The discovery, reported this month in Biophysical Journal, occurred as a result of a "mistake" made by a collaborator, said principal investigator Klaus Schulten, who holds the Swanlund Chair in Physics at Illinois. His postdoctoral collaborator, Ilia Solov'yov, of the Frankfurt Institute for Advanced Studies, did not know that superoxide was toxic, seeing it instead as an ideal reaction partner in a biochemical process involving the protein cryptochrome in a bird's eye.

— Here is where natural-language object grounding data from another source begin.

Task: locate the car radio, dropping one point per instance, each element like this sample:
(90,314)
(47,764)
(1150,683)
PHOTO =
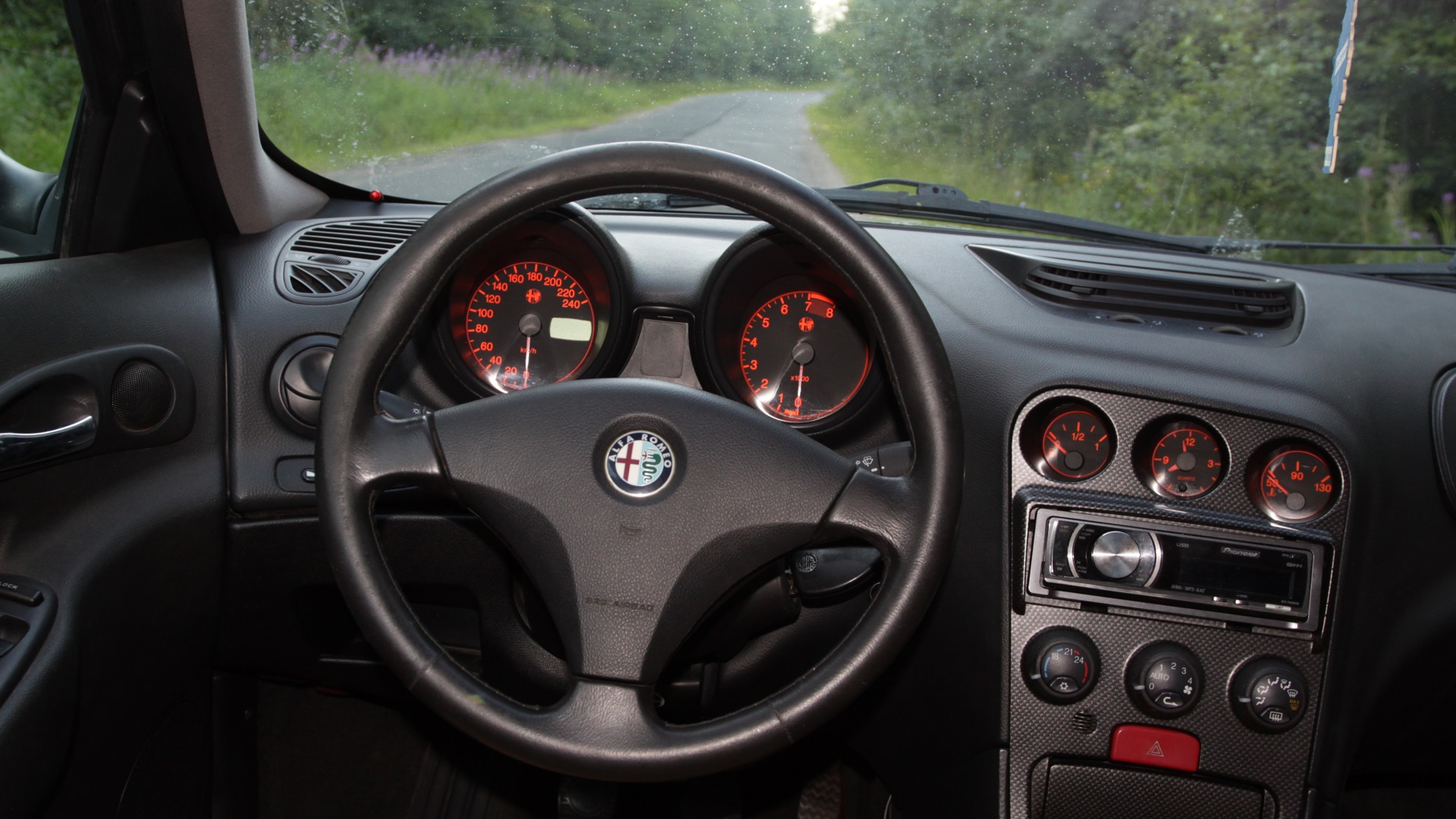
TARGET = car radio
(1175,569)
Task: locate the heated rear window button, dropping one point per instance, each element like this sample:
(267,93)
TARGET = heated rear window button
(19,592)
(1163,748)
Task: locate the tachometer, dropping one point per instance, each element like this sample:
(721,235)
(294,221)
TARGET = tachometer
(529,324)
(802,357)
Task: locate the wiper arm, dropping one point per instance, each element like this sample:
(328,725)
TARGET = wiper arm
(949,203)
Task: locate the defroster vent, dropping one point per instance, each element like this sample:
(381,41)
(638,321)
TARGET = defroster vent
(1250,302)
(332,261)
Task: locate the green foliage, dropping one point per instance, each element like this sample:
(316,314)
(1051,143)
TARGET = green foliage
(1200,117)
(343,83)
(39,83)
(647,39)
(332,111)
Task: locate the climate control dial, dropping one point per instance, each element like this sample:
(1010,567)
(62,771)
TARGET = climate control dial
(1060,665)
(1270,694)
(1164,679)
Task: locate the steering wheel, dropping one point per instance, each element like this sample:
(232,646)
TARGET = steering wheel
(628,567)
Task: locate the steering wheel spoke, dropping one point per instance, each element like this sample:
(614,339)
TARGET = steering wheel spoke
(394,452)
(878,510)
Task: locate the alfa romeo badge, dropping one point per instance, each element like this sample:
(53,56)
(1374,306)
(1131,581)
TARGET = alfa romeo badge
(639,464)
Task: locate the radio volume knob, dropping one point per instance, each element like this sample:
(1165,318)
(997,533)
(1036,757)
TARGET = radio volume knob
(1116,554)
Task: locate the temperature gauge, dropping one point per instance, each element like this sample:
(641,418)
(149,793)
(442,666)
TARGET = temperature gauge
(1184,460)
(1294,484)
(1076,444)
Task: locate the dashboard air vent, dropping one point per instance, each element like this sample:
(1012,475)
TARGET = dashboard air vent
(1248,302)
(315,280)
(370,241)
(332,261)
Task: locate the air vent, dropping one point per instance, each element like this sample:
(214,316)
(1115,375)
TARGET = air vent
(1248,302)
(332,261)
(313,280)
(370,241)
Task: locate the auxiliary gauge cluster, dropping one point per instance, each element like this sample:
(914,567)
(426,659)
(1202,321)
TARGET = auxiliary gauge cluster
(1178,457)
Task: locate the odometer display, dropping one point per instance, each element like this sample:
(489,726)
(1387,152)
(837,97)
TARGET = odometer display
(801,357)
(529,324)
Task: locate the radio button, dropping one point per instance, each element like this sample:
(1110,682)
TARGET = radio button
(1164,679)
(1116,554)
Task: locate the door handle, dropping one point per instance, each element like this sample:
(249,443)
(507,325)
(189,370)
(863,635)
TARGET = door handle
(19,449)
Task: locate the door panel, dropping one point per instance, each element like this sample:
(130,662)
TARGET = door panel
(127,534)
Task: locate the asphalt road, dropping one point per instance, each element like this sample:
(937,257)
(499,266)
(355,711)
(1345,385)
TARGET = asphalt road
(766,126)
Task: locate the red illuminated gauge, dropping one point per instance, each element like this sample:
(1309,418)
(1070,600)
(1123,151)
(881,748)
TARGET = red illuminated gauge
(1076,444)
(802,357)
(529,324)
(1296,484)
(1185,460)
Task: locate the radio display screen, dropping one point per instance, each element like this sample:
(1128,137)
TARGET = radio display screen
(1244,579)
(1254,573)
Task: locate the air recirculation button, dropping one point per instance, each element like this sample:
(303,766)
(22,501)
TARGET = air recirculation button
(1060,665)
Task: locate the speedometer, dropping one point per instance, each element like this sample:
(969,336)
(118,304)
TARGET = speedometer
(529,324)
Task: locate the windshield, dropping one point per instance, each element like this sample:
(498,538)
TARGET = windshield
(1178,117)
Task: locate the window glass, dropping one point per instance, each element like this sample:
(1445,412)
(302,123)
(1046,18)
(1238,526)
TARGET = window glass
(39,83)
(1185,117)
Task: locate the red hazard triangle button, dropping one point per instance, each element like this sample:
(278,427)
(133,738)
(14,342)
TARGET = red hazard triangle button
(1149,745)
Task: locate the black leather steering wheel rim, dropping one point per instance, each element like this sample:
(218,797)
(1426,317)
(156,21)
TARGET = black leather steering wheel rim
(604,727)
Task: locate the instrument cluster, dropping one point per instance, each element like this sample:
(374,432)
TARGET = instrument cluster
(775,328)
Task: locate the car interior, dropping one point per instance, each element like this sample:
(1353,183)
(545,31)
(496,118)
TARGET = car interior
(805,513)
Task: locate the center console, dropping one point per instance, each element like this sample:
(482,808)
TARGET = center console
(1169,608)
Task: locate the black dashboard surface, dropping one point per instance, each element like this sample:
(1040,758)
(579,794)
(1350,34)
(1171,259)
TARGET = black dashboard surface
(1359,372)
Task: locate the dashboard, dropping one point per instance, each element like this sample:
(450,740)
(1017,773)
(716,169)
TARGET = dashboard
(1187,490)
(545,303)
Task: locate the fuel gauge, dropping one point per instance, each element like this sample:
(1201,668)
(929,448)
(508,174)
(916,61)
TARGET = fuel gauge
(1076,444)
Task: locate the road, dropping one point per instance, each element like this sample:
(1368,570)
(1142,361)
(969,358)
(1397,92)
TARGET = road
(766,126)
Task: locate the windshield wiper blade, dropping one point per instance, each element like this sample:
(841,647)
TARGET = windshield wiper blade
(930,200)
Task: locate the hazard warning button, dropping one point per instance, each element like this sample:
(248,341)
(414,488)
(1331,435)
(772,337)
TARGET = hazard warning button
(1163,748)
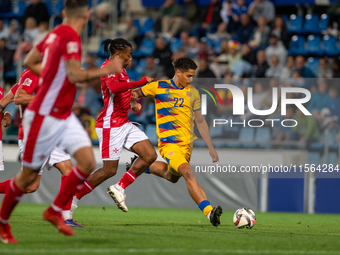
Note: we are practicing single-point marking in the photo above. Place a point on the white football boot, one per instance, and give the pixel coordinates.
(118, 197)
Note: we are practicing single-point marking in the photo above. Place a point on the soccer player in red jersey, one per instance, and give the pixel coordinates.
(48, 121)
(22, 93)
(115, 131)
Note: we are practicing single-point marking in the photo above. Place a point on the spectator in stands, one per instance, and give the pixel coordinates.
(259, 38)
(245, 29)
(300, 65)
(130, 33)
(43, 31)
(203, 70)
(6, 55)
(238, 8)
(261, 67)
(194, 47)
(14, 35)
(87, 98)
(169, 10)
(277, 48)
(319, 100)
(153, 70)
(30, 33)
(4, 30)
(280, 30)
(209, 19)
(186, 18)
(281, 133)
(275, 69)
(287, 70)
(324, 70)
(37, 10)
(162, 54)
(306, 131)
(260, 8)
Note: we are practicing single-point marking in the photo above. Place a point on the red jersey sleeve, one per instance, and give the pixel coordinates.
(72, 48)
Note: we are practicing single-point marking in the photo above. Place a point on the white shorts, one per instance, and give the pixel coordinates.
(44, 133)
(2, 168)
(57, 156)
(112, 140)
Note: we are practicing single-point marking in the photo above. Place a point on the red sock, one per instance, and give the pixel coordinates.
(67, 206)
(128, 178)
(74, 182)
(86, 189)
(3, 186)
(11, 198)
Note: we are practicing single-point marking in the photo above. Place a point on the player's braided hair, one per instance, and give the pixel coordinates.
(115, 45)
(184, 64)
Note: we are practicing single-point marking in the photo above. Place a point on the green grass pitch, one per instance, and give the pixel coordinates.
(172, 231)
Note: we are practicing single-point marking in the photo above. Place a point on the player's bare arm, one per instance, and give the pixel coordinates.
(21, 97)
(204, 131)
(76, 74)
(33, 61)
(9, 98)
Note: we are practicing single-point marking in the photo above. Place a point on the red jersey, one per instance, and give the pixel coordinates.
(30, 83)
(1, 97)
(117, 105)
(56, 95)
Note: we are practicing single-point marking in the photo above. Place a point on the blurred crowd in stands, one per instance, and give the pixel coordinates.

Cryptochrome is a blue-light photoreceptor found in plants and in the eyes of birds and other animals. Schulten was the first to propose (in 2000) that this protein was a key component of birds' geomagnetic sense, a proposal that was later corroborated by experimental evidence. He made this prediction after he and his colleagues discovered that magnetic fields can influence chemical reactions if the reactions occur quickly enough to be governed by pure quantum mechanics.
"Prior to our work, it was thought that this was impossible because magnetic fields interact so weakly with molecules," he said.
Such chemical reactions involve electron transfers, Schulten said, "which result in freely tumbling spins of electrons. These spins behave like an axial compass."
Changes in the electromagnetic field, such as those experienced by a bird changing direction in flight, appear to alter this biochemical compass in the eye, allowing the bird to see how its direction corresponds to north or south.